The disaster (for WTO) could hardly have occurred in Hong Kong if it had not been for the preceding two disasters.
I hope that when the stories are told, after WTO and NAFTA and the rest have been defeated, and Cargill has been rendered obsolete and impotent, that credit will be given to the American labor unions that marched in Seattle, and the Starhawk organizations, and of course to the Mexican police and the Korean farmers everyone in their own way who are searching for a peaceful solution to a problem that heretofore has only been approached through war.
Sascha Matuszak replies:
Dear Mr. Malic,
Over the past few years I have come to trust your viewpoint on the Balkans and Yugoslavia. Like many who were totally unfamiliar with this region before the NATO invasion, I need to catch up on understanding. I would appreciate your suggestions to a concise bibliography of not only the present situation but also “background” information in understanding the region as a whole (culture and politics). If you have already done a piece on this please direct me, and if you haven’t and have the time many of us would appreciate it.
Nebojsa Malic replies:
Thank you for your compliments. I have done a few “historiographical” articles about the resources available to people who wish to research the Balkans the good, the bad, and the atrocious: “The Worthy Balkans Booklist,” “Worthless Words,” and “Balkans Online.” Though this is by no means a definitive list, and I need to do a follow-up sometime soon.
Hello Mr. Malic,
I found your article on Hamlet being staged in Bosnia truly interesting. It never occurred to me that this universal story could be set against an oriental backdrop. I was amazed at the Bosnian director’s imagination to set the play at the time of the Ottoman empire. I hope the crew will stage the play in London; I am sure it sheds new lights on one of the greatest plays of all time.

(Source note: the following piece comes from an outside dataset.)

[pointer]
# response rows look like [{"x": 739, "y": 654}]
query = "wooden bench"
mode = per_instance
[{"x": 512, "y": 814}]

However, I didn’t quite get your political connotations on this performance. Why do you think is it wrong to include non-Bosnian actors and other crew members in the Bosnian version of Hamlet?
Nebojsa Malic replies:
I used the example of Hamlet to illustrated the absurdity of the “Bosniak” identity as crafted by Muslim politicians. The play was funded by government money, and from everything I’ve had a chance to hear was basically Shakespeare dressed up in Ottoman costumes and “enriched” with some “Bosnian” words in a hack translation. There is creativity, and there is farce; this is the latter.
I really like Antiwar.com and support it financially on occasion I’m in the choir, so to speak. But I found myself shaking my head in disbelief at the opening paragraphs of Mr. Hirsch’s article suggesting that Florida rather than Iran be the target of U.S. nuclear weapons.
Of course I think that the use of nuclear weapons anywhere is wrong, and certainly the moves by the Bush administration to threaten Iran with this are truly frightening and serious, but even I have a hard time taking Mr. Hirsch seriously when he talks about nuking Florida. This suggestion does not work even as an attempt to point out the ridiculousness of nuking Iran. If there is an editor involved in this material at all, he or she should send Mr. Hirsch back to the drawing board to come up with a new opening. I can’t take him seriously at all and cannot read the article.
Jorge Hirsch replies:
Well, sorry if the suggestion turned you off; nuking Florida is what follows logically from the administration’s arguments that the media keeps parroting, and I believe it’s useful to say that to highlight the absurdity of it all.
It seems to me the most unreported story of the war in Iraq is that American GIs are dying to create a society in which Christians will not be allowed to live. Iraqi Christians are fleeing the country out of fear of persecution by Sunnis and Shi’ite radicals. Killing Christians seems to be one thing both sides can agree on. How would Americans (especially all those right-wing Christians who form the base of support for the war in this country) feel about the war if they understood this?